Gaussian Discriminant Analysis

Learned
- Use numpy matrix/vector operations to replace iterating
- Without broadcasting, easier to understand


In [1]:
import numpy as np
import pandas as pd
from sklearn.model_selection import train_test_split
from sklearn.metrics import accuracy_score

In [None]:
class GDA:
    def __init__(self):
        return
    
    def fit(self, X, Y):
        #convert X, Y df's to numpy arrays
        self.X_train = X.to_numpy()
        self.Y_train = Y.to_numpy()

        #identify classes and #
        self.classes = np.unique(self.Y_train)
        self.num_classes = len(np.unique(self.Y_train))
        self.num_features = self.X_train.shape[1]

        #initialize means, vars, and priors into matrix
        self.means_matrix = np.zeros((self.num_classes,self.num_features))
        self.cov_matrix = np.zeros(self.num_features,self.num_features)
        self.class_priors = np.zeros(self.num_classes)

        for i, cls in enumerate(self.classes):
            #for each class, take input data
            X_cls = X[Y == cls]
            #calculate mean for input vectors across class
            class_mean = np.mean(X_cls, axis=0)
            #input into means matrix
            self.means_matrix[i, :] = class_mean
            #add class into cov matrix
            self.cov_matrix += ((X_cls - class_mean).T) @ (X_cls - class_mean)

        #normalize
        self.cov_matrix /= len(self.X_train)

    def predict(self,X):
        self.X_pred = X.to_numpy()
        log_likelihoods = np.zeros(self.num_classes)

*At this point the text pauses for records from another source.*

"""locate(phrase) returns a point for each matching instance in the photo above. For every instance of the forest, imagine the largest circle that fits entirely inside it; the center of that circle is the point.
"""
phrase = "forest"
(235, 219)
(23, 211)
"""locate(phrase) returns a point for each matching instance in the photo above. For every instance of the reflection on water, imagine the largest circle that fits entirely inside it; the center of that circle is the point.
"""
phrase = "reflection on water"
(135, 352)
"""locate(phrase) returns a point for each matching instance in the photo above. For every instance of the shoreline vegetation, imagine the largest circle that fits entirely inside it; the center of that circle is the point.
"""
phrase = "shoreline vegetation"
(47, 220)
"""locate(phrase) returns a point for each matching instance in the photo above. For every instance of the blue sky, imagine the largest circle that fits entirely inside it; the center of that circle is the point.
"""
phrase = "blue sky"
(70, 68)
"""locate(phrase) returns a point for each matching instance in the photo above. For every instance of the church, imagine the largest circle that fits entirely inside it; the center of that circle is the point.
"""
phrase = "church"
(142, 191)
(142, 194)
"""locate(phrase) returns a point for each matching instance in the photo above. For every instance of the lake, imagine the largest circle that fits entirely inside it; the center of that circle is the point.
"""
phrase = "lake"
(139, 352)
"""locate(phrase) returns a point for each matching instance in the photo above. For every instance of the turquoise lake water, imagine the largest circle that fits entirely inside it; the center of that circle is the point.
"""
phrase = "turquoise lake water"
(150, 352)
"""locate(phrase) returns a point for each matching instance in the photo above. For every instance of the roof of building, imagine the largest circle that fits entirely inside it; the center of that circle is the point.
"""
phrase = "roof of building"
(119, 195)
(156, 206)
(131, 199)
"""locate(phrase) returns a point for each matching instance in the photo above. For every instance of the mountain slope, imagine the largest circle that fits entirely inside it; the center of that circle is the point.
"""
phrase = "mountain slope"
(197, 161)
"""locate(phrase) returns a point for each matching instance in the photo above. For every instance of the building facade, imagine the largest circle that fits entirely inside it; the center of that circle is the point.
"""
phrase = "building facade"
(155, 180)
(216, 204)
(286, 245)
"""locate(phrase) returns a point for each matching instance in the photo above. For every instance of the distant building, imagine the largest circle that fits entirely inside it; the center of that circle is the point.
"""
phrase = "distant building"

        #determinant of cov matrix
        det_cov_matrix = np.linalg.det(self.cov_matrix)
    
        #the inverse of the covariance matrix
        inv_cov_matrix = np.linalg.inv(self.cov_matrix)

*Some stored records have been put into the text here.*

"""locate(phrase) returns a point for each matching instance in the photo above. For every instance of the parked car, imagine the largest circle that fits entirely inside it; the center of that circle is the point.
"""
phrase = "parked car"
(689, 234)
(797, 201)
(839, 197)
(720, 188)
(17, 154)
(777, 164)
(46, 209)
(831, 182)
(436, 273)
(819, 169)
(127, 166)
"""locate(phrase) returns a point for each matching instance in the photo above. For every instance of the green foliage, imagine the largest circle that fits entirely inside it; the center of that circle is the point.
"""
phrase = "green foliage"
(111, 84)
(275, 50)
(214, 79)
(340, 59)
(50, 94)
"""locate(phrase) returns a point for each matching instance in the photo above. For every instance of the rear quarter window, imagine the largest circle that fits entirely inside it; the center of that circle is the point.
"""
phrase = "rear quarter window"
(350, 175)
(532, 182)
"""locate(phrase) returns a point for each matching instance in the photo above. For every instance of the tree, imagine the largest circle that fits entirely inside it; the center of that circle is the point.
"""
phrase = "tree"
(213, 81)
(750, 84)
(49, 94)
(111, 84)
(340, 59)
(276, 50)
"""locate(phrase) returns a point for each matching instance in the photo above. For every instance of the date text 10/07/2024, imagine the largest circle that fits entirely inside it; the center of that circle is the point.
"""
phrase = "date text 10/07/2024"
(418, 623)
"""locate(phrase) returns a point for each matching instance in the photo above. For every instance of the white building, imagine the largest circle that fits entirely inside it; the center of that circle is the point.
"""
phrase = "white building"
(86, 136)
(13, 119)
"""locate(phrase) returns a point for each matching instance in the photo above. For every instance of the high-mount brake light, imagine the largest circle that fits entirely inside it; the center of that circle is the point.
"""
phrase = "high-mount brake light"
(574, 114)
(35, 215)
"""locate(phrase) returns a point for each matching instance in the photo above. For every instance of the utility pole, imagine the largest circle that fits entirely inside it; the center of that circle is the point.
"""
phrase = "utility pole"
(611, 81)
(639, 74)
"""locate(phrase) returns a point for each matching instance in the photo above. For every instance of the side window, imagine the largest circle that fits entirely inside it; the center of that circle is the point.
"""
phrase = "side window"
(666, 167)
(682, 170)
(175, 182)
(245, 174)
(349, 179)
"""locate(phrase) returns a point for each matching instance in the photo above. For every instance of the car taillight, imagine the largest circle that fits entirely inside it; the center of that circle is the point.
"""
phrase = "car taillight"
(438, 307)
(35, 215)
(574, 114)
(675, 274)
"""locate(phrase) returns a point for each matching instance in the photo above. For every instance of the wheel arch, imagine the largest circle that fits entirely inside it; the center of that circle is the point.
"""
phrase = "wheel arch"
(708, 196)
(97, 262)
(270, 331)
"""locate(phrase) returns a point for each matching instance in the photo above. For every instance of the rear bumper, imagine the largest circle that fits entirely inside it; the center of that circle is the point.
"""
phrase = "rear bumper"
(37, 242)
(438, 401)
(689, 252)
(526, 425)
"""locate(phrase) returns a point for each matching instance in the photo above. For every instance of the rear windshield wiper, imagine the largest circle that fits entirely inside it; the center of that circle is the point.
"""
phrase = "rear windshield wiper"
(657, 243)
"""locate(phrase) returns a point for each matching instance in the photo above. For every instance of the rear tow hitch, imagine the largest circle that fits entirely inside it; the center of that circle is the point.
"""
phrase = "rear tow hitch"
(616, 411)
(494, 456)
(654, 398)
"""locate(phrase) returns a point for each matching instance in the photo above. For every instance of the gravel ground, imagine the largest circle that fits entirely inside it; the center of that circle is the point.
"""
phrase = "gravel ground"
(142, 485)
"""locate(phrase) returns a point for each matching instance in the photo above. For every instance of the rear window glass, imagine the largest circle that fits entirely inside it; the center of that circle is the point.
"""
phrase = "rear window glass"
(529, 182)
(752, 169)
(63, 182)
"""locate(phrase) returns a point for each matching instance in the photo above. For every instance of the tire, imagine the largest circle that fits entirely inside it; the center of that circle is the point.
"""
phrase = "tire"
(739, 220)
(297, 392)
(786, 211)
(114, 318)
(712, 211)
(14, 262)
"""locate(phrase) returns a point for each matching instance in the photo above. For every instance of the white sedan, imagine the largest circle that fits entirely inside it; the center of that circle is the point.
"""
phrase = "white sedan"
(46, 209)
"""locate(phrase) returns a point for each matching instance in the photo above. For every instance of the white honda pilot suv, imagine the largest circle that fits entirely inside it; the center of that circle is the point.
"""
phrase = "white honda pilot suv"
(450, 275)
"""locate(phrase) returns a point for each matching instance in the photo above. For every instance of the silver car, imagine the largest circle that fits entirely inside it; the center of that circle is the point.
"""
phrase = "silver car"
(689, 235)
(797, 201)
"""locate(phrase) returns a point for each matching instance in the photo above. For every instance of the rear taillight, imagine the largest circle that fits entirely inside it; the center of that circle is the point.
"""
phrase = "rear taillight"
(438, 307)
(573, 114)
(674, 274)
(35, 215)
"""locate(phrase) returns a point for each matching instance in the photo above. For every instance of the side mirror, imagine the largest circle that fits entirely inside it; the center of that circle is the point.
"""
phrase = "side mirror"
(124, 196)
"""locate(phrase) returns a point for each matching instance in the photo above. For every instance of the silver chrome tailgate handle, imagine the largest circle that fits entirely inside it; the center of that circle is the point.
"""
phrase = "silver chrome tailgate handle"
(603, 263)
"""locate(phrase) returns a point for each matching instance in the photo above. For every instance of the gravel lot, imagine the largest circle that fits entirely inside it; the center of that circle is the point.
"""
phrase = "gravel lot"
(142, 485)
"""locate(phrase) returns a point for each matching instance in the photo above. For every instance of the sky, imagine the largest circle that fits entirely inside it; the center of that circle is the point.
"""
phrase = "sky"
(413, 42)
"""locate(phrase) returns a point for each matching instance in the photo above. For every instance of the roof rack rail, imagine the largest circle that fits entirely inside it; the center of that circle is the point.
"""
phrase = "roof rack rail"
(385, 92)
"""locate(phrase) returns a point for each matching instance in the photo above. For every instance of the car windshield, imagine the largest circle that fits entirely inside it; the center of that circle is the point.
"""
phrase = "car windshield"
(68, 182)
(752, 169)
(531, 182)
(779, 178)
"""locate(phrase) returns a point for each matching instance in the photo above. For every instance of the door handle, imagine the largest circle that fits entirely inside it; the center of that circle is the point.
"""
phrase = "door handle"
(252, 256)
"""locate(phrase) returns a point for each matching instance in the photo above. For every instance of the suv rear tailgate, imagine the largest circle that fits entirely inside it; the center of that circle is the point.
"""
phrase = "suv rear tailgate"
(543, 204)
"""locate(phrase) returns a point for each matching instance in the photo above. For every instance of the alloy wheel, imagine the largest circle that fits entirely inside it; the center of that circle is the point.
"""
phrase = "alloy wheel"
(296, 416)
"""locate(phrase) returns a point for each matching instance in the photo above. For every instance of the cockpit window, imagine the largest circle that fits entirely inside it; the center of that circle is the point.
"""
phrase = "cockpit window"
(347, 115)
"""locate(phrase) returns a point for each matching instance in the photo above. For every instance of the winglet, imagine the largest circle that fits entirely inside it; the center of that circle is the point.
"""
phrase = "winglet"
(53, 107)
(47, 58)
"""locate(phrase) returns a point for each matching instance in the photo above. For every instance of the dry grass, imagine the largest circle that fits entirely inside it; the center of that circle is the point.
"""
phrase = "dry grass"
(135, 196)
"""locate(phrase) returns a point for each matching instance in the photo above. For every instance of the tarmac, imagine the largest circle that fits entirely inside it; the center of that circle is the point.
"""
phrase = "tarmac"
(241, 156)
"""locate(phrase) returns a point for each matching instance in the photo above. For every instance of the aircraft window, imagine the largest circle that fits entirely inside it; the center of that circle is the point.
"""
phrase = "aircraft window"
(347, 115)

        for i in range(self.num_classes):
            mu_cls = self.means_matrix[i]
            prior_cls = self.class_priors[i]
            
            #compute the difference between the data point and the class mean
            diff = X - mu_cls
            
            #compute the quadratic form
            quadratic_form = diff.T @ inv_cov_matrix @ diff
            
            #compute the log-likelihood
            log_likelihood = -0.5 * np.log(det_cov_matrix) - 0.5 * quadratic_form + np.log(prior_cls)
            
            #store the log-likelihood for this class
            log_likelihoods[i] = log_likelihood

        #predict the class with the highest log-likelihood, return
        predicted_class = np.argmax(log_likelihoods)
        return predicted_class